J Acoust Soc Am. 2013 Aug;134(2):1378-94. doi: 10.1121/1.4812765.
This paper presents a computational approach to derive interpretable movement primitives from speech articulation data. It puts forth a convolutive Nonnegative Matrix Factorization algorithm with sparseness constraints (cNMFsc) to decompose a given data matrix into a set of spatiotemporal basis sequences and an activation matrix. The algorithm optimizes a cost function that trades off the mismatch between the proposed model and the input data against the number of primitives that are active at any given instant. The method is applied to both measured articulatory data obtained through electromagnetic articulography as well as synthetic data generated using an articulatory synthesizer. The paper then describes how to evaluate the algorithm performance quantitatively and further performs a qualitative assessment of the algorithm's ability to recover compositional structure from data. This is done using pseudo ground-truth primitives generated by the articulatory synthesizer based on an Articulatory Phonology frame-work [Browman and Goldstein (1995). "Dynamics and articulatory phonology," in Mind as motion: Explorations in the dynamics of cognition, edited by R. F. Port and T.van Gelder (MIT Press, Cambridge, MA), pp. 175-194]. The results suggest that the proposed algorithm extracts movement primitives from human speech production data that are linguistically interpretable. Such a framework might aid the understanding of longstanding issues in speech production such as motor control and coarticulation.

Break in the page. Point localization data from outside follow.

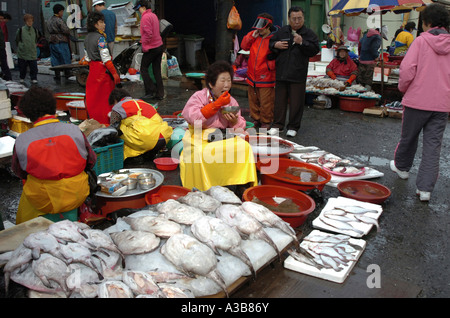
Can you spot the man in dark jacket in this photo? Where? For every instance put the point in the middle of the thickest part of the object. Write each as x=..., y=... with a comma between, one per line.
x=293, y=45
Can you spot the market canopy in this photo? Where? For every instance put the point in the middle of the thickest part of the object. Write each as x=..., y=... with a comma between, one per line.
x=356, y=7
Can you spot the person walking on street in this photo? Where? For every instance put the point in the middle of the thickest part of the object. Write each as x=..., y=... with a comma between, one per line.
x=152, y=47
x=260, y=71
x=59, y=38
x=103, y=76
x=110, y=23
x=425, y=82
x=293, y=44
x=4, y=17
x=26, y=41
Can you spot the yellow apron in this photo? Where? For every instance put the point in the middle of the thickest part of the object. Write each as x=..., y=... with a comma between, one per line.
x=140, y=133
x=41, y=197
x=225, y=162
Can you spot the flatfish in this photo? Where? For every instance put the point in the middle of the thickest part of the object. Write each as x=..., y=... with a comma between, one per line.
x=179, y=212
x=135, y=242
x=193, y=258
x=246, y=225
x=200, y=200
x=217, y=234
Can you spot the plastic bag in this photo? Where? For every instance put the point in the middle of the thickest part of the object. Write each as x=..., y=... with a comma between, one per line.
x=234, y=20
x=173, y=68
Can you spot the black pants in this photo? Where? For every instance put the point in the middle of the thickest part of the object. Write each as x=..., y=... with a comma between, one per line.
x=153, y=57
x=292, y=94
x=4, y=64
x=24, y=64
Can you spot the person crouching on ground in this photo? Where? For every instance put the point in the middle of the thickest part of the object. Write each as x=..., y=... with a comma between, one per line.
x=144, y=132
x=342, y=67
x=226, y=162
x=51, y=158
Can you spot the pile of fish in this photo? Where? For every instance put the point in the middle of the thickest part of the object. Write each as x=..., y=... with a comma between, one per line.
x=341, y=218
x=329, y=251
x=194, y=246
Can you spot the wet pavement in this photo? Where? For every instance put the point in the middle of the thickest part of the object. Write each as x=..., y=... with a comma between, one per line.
x=412, y=246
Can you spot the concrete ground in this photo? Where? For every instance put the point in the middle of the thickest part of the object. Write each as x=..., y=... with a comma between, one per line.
x=412, y=246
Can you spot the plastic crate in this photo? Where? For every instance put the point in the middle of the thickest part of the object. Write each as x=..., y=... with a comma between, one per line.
x=109, y=158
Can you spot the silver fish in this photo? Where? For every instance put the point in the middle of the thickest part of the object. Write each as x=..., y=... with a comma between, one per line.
x=269, y=219
x=200, y=200
x=51, y=269
x=157, y=225
x=193, y=258
x=114, y=289
x=179, y=212
x=218, y=235
x=135, y=242
x=224, y=195
x=247, y=225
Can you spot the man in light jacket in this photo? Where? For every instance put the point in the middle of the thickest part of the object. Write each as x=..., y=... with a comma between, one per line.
x=152, y=47
x=425, y=82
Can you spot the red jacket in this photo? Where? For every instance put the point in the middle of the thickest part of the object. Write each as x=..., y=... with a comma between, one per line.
x=260, y=70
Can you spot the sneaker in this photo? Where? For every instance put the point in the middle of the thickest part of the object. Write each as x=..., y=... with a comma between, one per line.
x=273, y=131
x=401, y=174
x=291, y=133
x=423, y=196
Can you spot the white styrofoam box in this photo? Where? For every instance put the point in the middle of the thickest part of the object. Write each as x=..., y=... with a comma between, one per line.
x=363, y=228
x=325, y=273
x=5, y=109
x=326, y=55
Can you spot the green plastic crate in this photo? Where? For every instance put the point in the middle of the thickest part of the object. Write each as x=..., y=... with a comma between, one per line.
x=109, y=158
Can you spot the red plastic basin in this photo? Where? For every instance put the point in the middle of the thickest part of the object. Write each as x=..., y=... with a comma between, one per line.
x=164, y=193
x=266, y=193
x=278, y=175
x=366, y=191
x=166, y=163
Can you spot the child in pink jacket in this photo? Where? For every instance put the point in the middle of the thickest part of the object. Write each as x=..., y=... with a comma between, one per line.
x=425, y=82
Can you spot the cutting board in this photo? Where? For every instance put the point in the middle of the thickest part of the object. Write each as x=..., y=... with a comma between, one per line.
x=11, y=238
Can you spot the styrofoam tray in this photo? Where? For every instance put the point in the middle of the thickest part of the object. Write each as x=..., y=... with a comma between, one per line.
x=364, y=227
x=325, y=273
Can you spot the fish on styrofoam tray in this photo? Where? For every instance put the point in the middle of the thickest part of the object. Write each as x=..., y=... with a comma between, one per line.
x=360, y=223
x=336, y=273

本文提出了一种从语音发音数据中推导出可解释运动基元的计算方法。它提出了一种具有稀疏约束的卷积非负矩阵分解算法(cNMFsc),将给定的数据矩阵分解为一组时空基序列和一个激活矩阵。该算法优化了一个代价函数,该函数在提出的模型与输入数据之间的不匹配与任何给定时刻活动的基元数量之间进行权衡。该方法应用于通过电磁发音图获得的测量发音数据以及使用发音合成器生成的合成数据。然后,本文描述了如何对算法性能进行定量评估,并进一步对算法从数据中恢复成分结构的能力进行定性评估。这是通过使用基于发音语音学框架的发音合成器生成的伪基元来完成的[Browman 和 Goldstein(1995)。“动态与发音语音学”,Mind as motion:Explorations in the dynamics of cognition,edited by R. F. Port and T.van Gelder(MIT Press,Cambridge,MA),pp. 175-194]。结果表明,所提出的算法从人类言语产生数据中提取出具有语言可解释性的运动基元。这样的框架可能有助于理解言语产生中的长期问题,例如运动控制和协同发音。